Something in his voice quiet, certain sent a ripple through me. For a moment, I forgot the anger, the arguments, the nights spent pretending his presence didn't get under my skin.
"Then what do you need from me?" I asked.
His answer was immediate. "Transparency. No more secrets. Not from me."
The irony wasn't lost on either of us. Cyrus lived in secrets collected them like currency.
I hesitated. "Are you sure about this?"
"I am," he said simply. "Because the alternative is losing everything."
The honesty in that caught me off guard. No boardroom logic, no calculated phrasing just raw truth.
I nodded slowly.
Damien cleared his throat. "I'd like to mention that we might not have much time. Surveillance spotted Louis near the Hart building an hour ago. He wasn't alone."
My blood ran cold. "Who was with him?"
He must have gone their for my dad. Well it's not like I cared.
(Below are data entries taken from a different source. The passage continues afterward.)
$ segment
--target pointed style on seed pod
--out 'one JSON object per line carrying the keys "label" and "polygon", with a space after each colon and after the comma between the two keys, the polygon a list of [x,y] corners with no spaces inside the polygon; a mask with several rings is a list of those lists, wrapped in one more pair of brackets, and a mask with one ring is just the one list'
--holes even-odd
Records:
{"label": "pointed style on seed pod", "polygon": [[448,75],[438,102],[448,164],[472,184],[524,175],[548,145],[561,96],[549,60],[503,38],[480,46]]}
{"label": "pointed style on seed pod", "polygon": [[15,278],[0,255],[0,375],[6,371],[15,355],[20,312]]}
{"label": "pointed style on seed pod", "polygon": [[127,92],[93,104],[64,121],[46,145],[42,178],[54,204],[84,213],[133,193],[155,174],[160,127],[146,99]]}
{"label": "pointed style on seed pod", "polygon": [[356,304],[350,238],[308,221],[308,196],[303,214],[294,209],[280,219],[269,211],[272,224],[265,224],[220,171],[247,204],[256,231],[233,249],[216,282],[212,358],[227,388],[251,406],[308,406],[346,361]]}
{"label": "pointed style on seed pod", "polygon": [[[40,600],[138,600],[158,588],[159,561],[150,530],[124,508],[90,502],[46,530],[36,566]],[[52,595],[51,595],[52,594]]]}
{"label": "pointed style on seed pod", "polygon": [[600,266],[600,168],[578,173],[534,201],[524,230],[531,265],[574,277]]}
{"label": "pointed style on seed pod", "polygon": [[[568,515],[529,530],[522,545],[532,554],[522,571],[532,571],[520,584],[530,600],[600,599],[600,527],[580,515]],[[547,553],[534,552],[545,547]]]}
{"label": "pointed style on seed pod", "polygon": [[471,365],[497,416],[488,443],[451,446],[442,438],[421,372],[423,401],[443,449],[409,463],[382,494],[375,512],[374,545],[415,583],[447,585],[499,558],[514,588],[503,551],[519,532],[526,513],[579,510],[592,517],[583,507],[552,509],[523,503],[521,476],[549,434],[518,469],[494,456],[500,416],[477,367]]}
"We couldn't identify them. But they had Blackwood's car."
Cyrus set his mug down. "He's getting bold."
Or reckless, I thought. Or desperate.
I turned toward the window, the skyline burning with morning light. From up here, the city looked peaceful, unaware. But somewhere out there, the game had already started.
I glanced back at Cyrus. "Then let's not make it easy for him."
His lips curved into the faintest, most dangerous smile. "Finally," he said. "We agree on something."